Many companies go through a phase where business doesn’t decline significantly, orders are still coming in, and the team is relatively stable, but revenue stagnates for several years, while profits are gradually eroded by costs.

The boss is still busy until late every day, but can’t pinpoint exactly where the company is stuck.

This isn’t a crisis, but a more difficult-to-detect stagnation.

Stagnation doesn’t necessarily come from the outside.

When growth slows, a company’s first reaction is often to point to the external environment—increased market competition, tighter budgets from clients, rising raw material costs, and increased compliance requirements.

These factors do exist, but they are not enough to explain all stagnation. In the same market, some companies continue to expand; others remain at the same level for years.

What hasn’t changed is often not the market, but the internal decision-making process.

The logic of entrepreneurship differs from the logic of growth. In the startup phase, companies rely on the founder’s judgment and execution. The boss personally negotiates with clients, makes decisions, and coordinates. Centralized decision-making is the source of efficiency.

However, once a company enters a stable phase, with increased organizational size and more specialized departmental functions, growth will naturally be limited if the management model remains stuck in the startup phase.

It’s not that the boss isn’t working hard enough, but rather that the company’s scale has exceeded the original management logic.

A common scale threshold: Many companies start to stagnate when their number of employees reaches 70 to 100.

Managers possess experience but lack real decision-making power; cross-departmental coordination must wait for the founder’s approval; key pricing and resource allocation are highly centralized.

What appears to be caution gradually develops into a “culture of waiting.” When all key judgments are concentrated on one person, the company’s growth limits often equate to that person’s time and energy limits.

Breakthrough is not about being busier, but about role upgrading: Faced with stagnation, many bosses choose to work harder: visiting more clients, reducing costs, and scrutinizing details.

But what’s truly needed in the growth phase is often not more diligence, but a role shift.

From “the problem solver” to “the system designer”; from “personally participating in every decision” to “establishing a clear decision-making hierarchy.”

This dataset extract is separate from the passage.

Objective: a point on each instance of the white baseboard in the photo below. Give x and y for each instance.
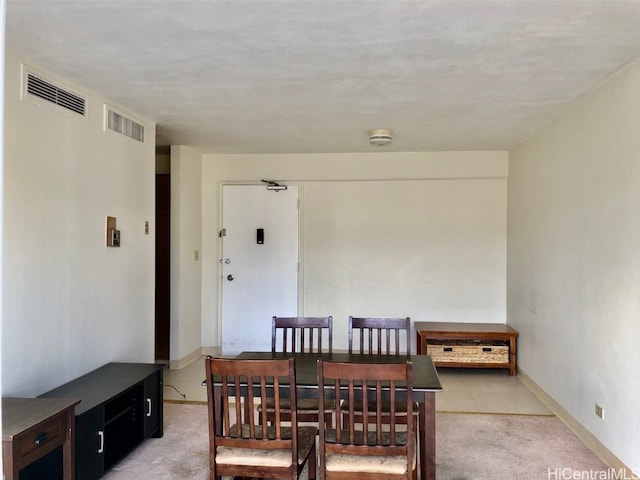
(591, 442)
(184, 361)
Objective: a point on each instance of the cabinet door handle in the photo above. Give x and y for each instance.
(101, 436)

When authority and responsibility are clearly defined, and when decision-making can be layered, founders can then free up space to consider higher-level strategic planning.

The Third Stage of a Company’s Development
A company’s development generally goes through three stages:

Standing Firm;

Second Stage, Maintaining Stability;

Third Stage, Rising to New Heights.

The first two stages test execution and risk resistance capabilities; the third stage tests leadership.

If the founder’s role doesn’t evolve in tandem with the company’s growth, the company will stagnate in a state of “stability.”

Company Growth Doesn’t Happen Automatically
When growth stagnates for years and profit margins gradually shrink, founders need to examine not only market strategies, but also whether they are still managing the growing company using the methods employed during the startup phase.

This isn’t a denial of past success, but rather an acknowledgment that the company is entering a new stage of development.

In business, stability is essential for long-term success; however, for the company to reach the next level, the founder themselves must also grow.

Only when the company’s potential is no longer entirely limited by individual energy and judgment does it truly possess the ability for sustained expansion.